Her father grimaced and was silent for a second.

“Tell her,” her mother said “We agreed that she needs to know.”

“Yes, that can work sometimes,” her father said. “Sometimes it doesn’t though, and sometimes it makes things worse.”

“How can it make things worse?” Beth asked.

“The time we spend inside a story can vary,” her father said. “You said you only spent a few minutes in your book, but hours passed in the real world.”

“Picture what happens to someone who needs medication if they come back and it’s been hours, or days, or weeks since they took it,” her mother said.

“Wait, we can lose weeks in there?” Beth asked.

“There’s no guarantee how much time will pass, but yes, it can be weeks or longer,” her father said.

“But I was starved after just a few hours,” Beth said. “If it’s weeks, wouldn’t I be dead?”
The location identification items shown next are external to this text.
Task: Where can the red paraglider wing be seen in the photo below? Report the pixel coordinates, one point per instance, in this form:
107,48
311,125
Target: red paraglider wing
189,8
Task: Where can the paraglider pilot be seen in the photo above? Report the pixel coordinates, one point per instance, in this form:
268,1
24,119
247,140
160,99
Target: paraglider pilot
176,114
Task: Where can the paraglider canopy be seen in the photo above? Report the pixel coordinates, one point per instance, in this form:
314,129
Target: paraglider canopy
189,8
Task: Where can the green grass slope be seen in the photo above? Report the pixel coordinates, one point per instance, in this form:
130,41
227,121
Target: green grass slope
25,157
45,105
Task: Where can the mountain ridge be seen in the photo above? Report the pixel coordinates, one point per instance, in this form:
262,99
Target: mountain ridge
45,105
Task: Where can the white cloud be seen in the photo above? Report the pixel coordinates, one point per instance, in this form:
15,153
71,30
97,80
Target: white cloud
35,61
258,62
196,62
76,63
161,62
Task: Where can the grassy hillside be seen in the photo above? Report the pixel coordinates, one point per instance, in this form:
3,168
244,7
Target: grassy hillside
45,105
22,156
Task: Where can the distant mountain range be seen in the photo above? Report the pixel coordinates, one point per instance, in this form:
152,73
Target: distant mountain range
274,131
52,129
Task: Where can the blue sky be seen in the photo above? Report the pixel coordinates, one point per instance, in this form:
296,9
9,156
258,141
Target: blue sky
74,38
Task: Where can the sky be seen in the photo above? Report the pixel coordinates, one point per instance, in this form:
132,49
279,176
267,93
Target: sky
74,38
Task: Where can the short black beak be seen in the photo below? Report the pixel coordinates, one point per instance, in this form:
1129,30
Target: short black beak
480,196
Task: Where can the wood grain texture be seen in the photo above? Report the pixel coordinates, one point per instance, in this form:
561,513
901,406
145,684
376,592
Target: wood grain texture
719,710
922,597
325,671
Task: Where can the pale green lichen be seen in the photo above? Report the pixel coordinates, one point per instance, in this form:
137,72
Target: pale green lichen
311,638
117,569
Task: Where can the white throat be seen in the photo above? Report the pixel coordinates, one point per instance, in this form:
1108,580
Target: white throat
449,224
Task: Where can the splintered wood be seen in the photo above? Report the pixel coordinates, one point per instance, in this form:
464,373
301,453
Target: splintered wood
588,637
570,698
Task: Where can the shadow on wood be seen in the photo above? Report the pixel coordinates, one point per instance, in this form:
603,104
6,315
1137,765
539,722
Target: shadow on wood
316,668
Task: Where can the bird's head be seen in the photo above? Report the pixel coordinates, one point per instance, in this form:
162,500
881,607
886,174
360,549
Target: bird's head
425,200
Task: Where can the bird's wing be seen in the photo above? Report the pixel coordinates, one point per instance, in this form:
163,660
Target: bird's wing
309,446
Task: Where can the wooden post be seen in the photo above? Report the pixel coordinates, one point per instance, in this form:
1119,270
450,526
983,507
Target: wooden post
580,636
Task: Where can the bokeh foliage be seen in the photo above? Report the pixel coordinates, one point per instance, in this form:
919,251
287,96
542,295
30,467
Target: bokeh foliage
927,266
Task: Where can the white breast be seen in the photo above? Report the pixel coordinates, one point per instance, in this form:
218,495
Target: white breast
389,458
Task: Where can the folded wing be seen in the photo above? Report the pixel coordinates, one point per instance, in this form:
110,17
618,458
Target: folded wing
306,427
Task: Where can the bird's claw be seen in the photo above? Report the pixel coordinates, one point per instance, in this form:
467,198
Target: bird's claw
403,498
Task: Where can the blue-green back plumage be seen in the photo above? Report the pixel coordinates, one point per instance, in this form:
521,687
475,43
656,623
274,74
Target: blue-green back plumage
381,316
“No. Tired? Yes. Weakened? Yes. I’ve never heard of anyone returning from the unread and dying of starvation or thirst, and I lost over a month one time,” her father said.

“Ok, so they’d be weak, but at least they’d be healed right?” Beth asked.

“Changes made in the Unread don’t always, or even often, remain when you return to the real world,” her father said. “You can take someone who’s sick into the Unread if you’re lucky, but their illness might come back even worse when you return. Or they might not be able to return at all.”

“Wow. But still, even that’s better than dying, isn’t it?” Beth asked.

“We don’t know what happens to the Unread after we leave it,” her father said. “It’s possible that it fades away into nothing, which would be just like dying except no one would remember you.”

Beth slumped in her seat.

“That sucks.”

“It does,” her mother said and placed a hand on her shoulder.

“Let me make it a little bit better for you then,” her father said.

“How? You’ve said that nothing there is real, except that it might rip away bits of my life and possibly kill me so hard that no one knows I’m dead.”

“What you’re a part of now will do all that, but it will also do this too,” he said and placed his hand on the book she’d given him.

At their table, in the previously unoccupied seat near on her father’s side, Beth found herself staring at a woman with eyes like the depths of the sea. There were no scales on her and she held no blade in her hand, but Beth recognized her in an instant nonetheless.

“Well, this is an interesting place to find myself,” Lagressa said.